Of course, politics is not public policy scholarship. There are a lot of false assumptions circulating due to voter ignorance, and many of them impact the range of viable policies. Correcting some of those has to be the purpose of political speech. So that means we spend a lot of time distinguishing IMAC rationing from a death panel, or the “public option” from single-payer. If you’re interested in the debate, and you know enough to make those distinctions, you should, of course, correct your ignorant relatives when they send you their crazy email forwards, or chime in at the dinner table.

But assuming you’re interested in the debate and truly want to get the right answer, you can’t be satisfied with having defeated the loony fringe. You’ve got to seek out the smartest opponents you can and try seriously to match your arguments against theirs. This usually involves undermining one’s own certitude, embracing fallibilism and forgoing strict pluralism and relativism. I say that if we’re not willing to do that, our confidence is unearned.

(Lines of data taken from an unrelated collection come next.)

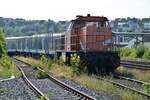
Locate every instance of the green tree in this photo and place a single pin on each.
(140, 50)
(2, 44)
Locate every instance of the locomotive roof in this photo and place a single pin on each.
(90, 18)
(38, 35)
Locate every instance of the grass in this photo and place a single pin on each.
(90, 81)
(143, 75)
(7, 67)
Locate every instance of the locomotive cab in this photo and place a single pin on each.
(90, 37)
(89, 33)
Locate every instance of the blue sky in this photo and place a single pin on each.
(68, 9)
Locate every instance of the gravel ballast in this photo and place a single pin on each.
(16, 89)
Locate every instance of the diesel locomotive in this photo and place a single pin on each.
(90, 37)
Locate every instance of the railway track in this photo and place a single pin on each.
(59, 90)
(129, 84)
(135, 64)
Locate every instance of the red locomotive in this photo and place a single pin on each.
(91, 38)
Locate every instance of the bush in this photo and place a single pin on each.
(128, 52)
(147, 54)
(147, 88)
(140, 50)
(46, 62)
(75, 62)
(2, 44)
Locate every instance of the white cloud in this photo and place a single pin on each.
(68, 9)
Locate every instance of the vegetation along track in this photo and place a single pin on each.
(50, 86)
(135, 64)
(129, 84)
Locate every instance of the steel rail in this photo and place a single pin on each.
(125, 87)
(35, 89)
(135, 65)
(64, 85)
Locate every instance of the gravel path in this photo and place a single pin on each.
(16, 89)
(99, 95)
(49, 88)
(131, 84)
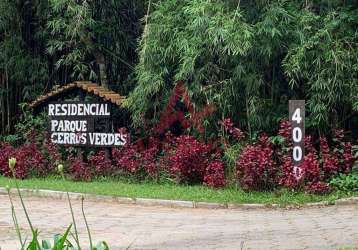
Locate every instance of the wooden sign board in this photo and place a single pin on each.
(297, 119)
(76, 124)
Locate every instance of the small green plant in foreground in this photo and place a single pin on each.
(60, 242)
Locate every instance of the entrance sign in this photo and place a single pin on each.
(76, 124)
(297, 119)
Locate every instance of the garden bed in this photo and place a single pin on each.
(175, 192)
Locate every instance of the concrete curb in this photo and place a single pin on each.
(173, 203)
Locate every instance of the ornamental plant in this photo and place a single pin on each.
(255, 167)
(191, 161)
(101, 165)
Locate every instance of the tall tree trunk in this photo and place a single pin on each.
(7, 101)
(2, 102)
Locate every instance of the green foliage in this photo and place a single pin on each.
(249, 59)
(323, 61)
(59, 242)
(346, 183)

There’s a major public choice barrier to having the kinds of debates that really need to be had publicly: that’s the draw of the smoky back-room deal, where none of the ignorant masses can intrude with their absurd rhetoric and misplaced fervor. But if we want to be a mature democracy, we’ve got to hold each other to high standards of civility and public discussion. The costs are what always stick in our craw: putting up with idiots, responding to smugness with a smile and a reiterated request for calm debate, and worse, the necessity of sometimes giving up on a conversation with an opponent who refuses to see reason. I think the rewards are worth it: more public participation, better policy outcomes, less polarization, and more cross-cutting interaction with those with whom we disagree.

Of course, I’m biased. Moderates are just so much more interesting than partisans. Activists are all about incommensurable principles and painting the opposition as malefactors. You always know what a partisan is going to say before he says it, and the gaps in their knowledge are usually staggering. With moderates, it’s amazing how much you can learn from the moments of surprising disagreement: a principle differently applied, a piece of data which you never considered, or a different sense of how institutions fit together optimally.

Don’t get me wrong: there’s real evil in the world and it’s important to oppose it; but it’s rarely particularly interesting. Evil is, by its nature, superficial and boring, and those who oppose it generally have to be fairly single-minded in order to sustain their efforts. Torture, war, and exclusion are exceptions to this: holdovers of crueler times that liberal democracies just haven’t mastered yet. So by all means, let’s get to work on those issues. Still, most things that we work on in advanced liberal democracies aren’t about pure evil, and treating them as if they are just damages our capacity to work with our fellow citizens to get the right answers.